In flash memory, smaller cells are more vulnerable to wear when subjected to repeated write operations, and more susceptible to corruption related to noise from nearby cells under programming and other sources. To combat this, 3D V-NAND flash technology has moved to a cylindrical structure, stacking layers of flash cells vertically and relaxing the geometry from 1Xnm class back to 3Xnm class. This effectively packs more cells in the same die footprint, simultaneously relieving the pressure on smaller geometry cells that adversely affects endurance.

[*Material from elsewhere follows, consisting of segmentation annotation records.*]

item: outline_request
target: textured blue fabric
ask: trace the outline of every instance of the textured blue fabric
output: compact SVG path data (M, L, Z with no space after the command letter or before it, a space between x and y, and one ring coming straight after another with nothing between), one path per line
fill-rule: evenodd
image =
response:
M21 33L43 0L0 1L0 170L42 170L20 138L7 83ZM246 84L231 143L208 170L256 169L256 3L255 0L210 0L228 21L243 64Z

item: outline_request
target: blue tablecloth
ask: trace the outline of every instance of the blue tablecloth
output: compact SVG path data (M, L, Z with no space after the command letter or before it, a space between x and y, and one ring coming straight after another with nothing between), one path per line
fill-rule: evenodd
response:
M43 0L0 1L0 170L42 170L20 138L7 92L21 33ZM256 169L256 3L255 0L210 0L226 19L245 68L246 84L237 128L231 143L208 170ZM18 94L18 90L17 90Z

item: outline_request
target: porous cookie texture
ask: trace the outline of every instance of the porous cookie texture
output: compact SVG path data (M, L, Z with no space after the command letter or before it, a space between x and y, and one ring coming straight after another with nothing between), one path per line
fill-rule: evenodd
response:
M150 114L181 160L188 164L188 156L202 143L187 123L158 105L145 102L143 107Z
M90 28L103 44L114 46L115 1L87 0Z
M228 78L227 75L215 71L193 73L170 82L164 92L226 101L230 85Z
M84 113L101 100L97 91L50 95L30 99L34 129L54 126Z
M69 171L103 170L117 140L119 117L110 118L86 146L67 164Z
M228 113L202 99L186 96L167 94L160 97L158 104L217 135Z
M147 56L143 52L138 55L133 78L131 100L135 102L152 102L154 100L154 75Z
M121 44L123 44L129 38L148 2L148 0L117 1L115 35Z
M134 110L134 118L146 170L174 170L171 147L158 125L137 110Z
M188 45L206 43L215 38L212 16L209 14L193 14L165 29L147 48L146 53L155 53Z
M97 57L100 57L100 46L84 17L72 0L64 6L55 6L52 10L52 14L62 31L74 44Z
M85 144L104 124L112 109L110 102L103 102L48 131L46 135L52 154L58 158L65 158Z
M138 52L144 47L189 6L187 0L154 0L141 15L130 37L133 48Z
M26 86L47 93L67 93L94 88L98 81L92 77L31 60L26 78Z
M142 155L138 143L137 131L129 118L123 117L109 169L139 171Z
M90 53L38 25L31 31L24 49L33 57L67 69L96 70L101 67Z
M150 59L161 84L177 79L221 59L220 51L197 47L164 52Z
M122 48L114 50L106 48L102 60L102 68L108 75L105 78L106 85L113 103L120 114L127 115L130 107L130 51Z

Discrete NAND flash is usually fabricated in its own bulk process with dedicated design rules, not a luxury in SoC design (barring stacked 3D substrates, which would still be costly). There have been significant advances in embedded NOR flash at larger geometries, but there are still problems at 1Xnm with respect to write endurance. The dawn of FinFET also brings the challenge of how to cost-effectively fabricate embedded flash structures; lots of research, little commercialization yet.

This makes the reflex to “just grab some flash” a bit problematic for SoC designers adopting FinFET processes right now. Fortunately, many use cases for non-volatile storage can be implemented with one-time programmable (OTP) memory. OTP doesn’t have the same write endurance consideration since each cell is only written once. It fits where the need is for a relatively small but very important space to store encryption keys, tuning parameters, and other information.

To be cost-effective, OTP should live within the confines of the process for the SoC it resides in, ideally requiring no additional process steps for implementation. Overhanging concerns with reliability naturally exist at smaller geometries, and OTP is no exception – but the right approach could manage those issues.

With that in mind, Sidense has announced a very significant breakthrough: a demonstration of OTP cells in TSMC 16nm FinFET. Initial reports are impressive: correct bit-cell operation, using a programming voltage comparable to Sidense 1T OTP in 28nm, with a 10x lower leakage current. Additionally, margins between programmed and unprogrammed cells and post-bake cell stability both appear on target.

How was this, which Sidense believes to be the first working antifuse OTP in FinFET, accomplished? Sidense shared the following diagram (but few details) exclusively with SemiWiki:


This shows how Sidense is leveraging the 3D nature of the FinFET to implement the bit cell, with “no extra steps to the process” quoting an unnamed R&D source. We didn’t get too far with inquiries for specifics, but respect that the technology is still in development and details may be patentable and changing. We do know that TSMC has done extensive work in aligning overlays on FinFETs, and is likely deeply partnered in this Sidense research.

Initial functional and reliability testing of the OTP implementation in 16nm FinFET gave Sidense and TSMC enough confidence to announce the progress, a good sign for SoC designers. This is a development to watch carefully.